Photo: President Gustavo Petro being questioned by the Colombian press. (Photo credit: Presidencia de la República)
According to a detailed account by Colombian publication La Silla Vacía, the nation’s first leftist president had tallied up to 82 cancellations by mid-July after less than one year in office. Nearly one-fourth of the cancellations (20 instances) occurred on a Friday.
Why so many missed meetings and changes to the agenda?
At a press conference in February, Laura Sarabia, the president’s former chief of staff who was removed from her position in early June in the wake of Colombia’s “nannygate” scandal, said that Petro’s frequent tardiness is due to him allowing meetings with various constituents to run long.
“For the president, the protocol issue to say ‘I only have 2 hours to listen to such and such community,’ does not exist,” she said. “He prefers that people feel listened to, from the community in Cauca to the businessman who came for only half an hour and ended up talking for two hours with the president on a myriad of topics. That happens in all issues.”

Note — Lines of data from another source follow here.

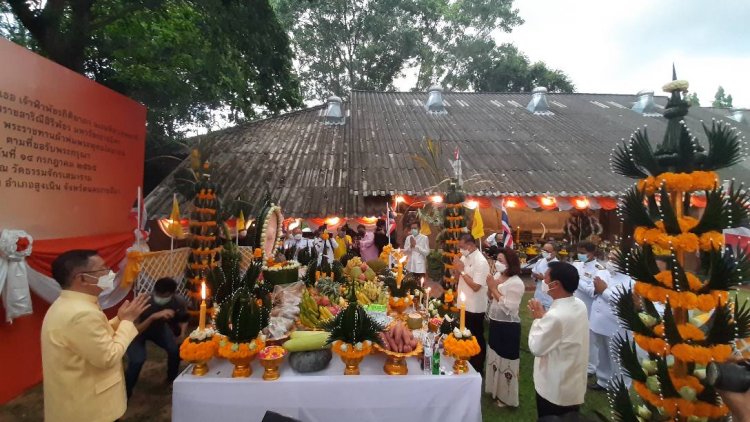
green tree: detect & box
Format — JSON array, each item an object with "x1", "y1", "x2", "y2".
[
  {"x1": 0, "y1": 0, "x2": 302, "y2": 190},
  {"x1": 443, "y1": 39, "x2": 575, "y2": 92},
  {"x1": 274, "y1": 0, "x2": 523, "y2": 98},
  {"x1": 711, "y1": 86, "x2": 732, "y2": 108},
  {"x1": 685, "y1": 92, "x2": 701, "y2": 107}
]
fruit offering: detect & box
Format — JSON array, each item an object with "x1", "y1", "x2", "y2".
[
  {"x1": 380, "y1": 322, "x2": 417, "y2": 353},
  {"x1": 258, "y1": 346, "x2": 286, "y2": 360}
]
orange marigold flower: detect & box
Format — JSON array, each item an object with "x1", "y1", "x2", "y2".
[{"x1": 700, "y1": 231, "x2": 724, "y2": 251}]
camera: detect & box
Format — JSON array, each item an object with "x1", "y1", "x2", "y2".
[{"x1": 706, "y1": 361, "x2": 750, "y2": 393}]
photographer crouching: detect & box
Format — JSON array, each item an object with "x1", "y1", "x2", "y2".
[{"x1": 706, "y1": 360, "x2": 750, "y2": 422}]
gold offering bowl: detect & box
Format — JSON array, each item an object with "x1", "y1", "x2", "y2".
[
  {"x1": 260, "y1": 356, "x2": 284, "y2": 381},
  {"x1": 229, "y1": 355, "x2": 255, "y2": 378},
  {"x1": 190, "y1": 360, "x2": 208, "y2": 377},
  {"x1": 374, "y1": 341, "x2": 422, "y2": 375}
]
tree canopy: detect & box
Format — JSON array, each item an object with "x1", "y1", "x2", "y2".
[
  {"x1": 273, "y1": 0, "x2": 573, "y2": 99},
  {"x1": 0, "y1": 0, "x2": 302, "y2": 189},
  {"x1": 711, "y1": 86, "x2": 732, "y2": 108}
]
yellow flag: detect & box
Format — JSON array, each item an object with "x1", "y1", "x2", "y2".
[
  {"x1": 419, "y1": 220, "x2": 432, "y2": 236},
  {"x1": 471, "y1": 206, "x2": 484, "y2": 239},
  {"x1": 237, "y1": 210, "x2": 246, "y2": 232},
  {"x1": 167, "y1": 194, "x2": 185, "y2": 239}
]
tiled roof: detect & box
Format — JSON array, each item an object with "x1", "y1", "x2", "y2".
[{"x1": 146, "y1": 91, "x2": 748, "y2": 217}]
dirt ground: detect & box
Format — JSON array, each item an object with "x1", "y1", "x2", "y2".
[{"x1": 0, "y1": 343, "x2": 185, "y2": 422}]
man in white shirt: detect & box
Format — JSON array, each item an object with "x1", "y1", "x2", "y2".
[
  {"x1": 453, "y1": 233, "x2": 490, "y2": 374},
  {"x1": 573, "y1": 242, "x2": 604, "y2": 375},
  {"x1": 589, "y1": 253, "x2": 633, "y2": 390},
  {"x1": 404, "y1": 223, "x2": 430, "y2": 278},
  {"x1": 531, "y1": 242, "x2": 557, "y2": 310},
  {"x1": 529, "y1": 262, "x2": 589, "y2": 418}
]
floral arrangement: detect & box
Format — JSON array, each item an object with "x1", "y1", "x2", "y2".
[
  {"x1": 180, "y1": 328, "x2": 218, "y2": 362},
  {"x1": 610, "y1": 71, "x2": 750, "y2": 422},
  {"x1": 443, "y1": 328, "x2": 481, "y2": 359},
  {"x1": 322, "y1": 283, "x2": 385, "y2": 358},
  {"x1": 218, "y1": 334, "x2": 266, "y2": 359}
]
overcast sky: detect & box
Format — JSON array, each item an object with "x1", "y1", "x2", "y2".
[{"x1": 399, "y1": 0, "x2": 750, "y2": 108}]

The months with the most cancellations in Petro’s agenda came in March and April of this year, according to La Silla Vacía. On average, nine events have been canceled per month, not counting the large number of meetings to which the president has arrived late.
With so many agenda changes, and a family member spreading since-refuted rumors, two opposition congressmen requested that the Senate force the president to undergo an health examination, which would not fall within the bounds of the law.
Petro tweeted a response: “Now they want to confuse the fact that I don’t go to an event with me having a supposed disorder. No, sir, they cannot snare the president with these gross traps. When we talk about national agreement, we talk about fair dealing. Don’t waste my time with nonsense.”
As for why he keeps missing meetings, Petro himself gave a direct answer last month when he was asked during a video interview by Colombian journalist Daniel Coronell for Cambio.
“Constant fatigue is a bad advisor. If you overdo it, you won’t think well and you will make mistakes — and in this case I don’t have the luxury of committing many errors. And the other thing is that, in meetings, I don’t have a habit of being guided by the clock but by the content of the meeting.”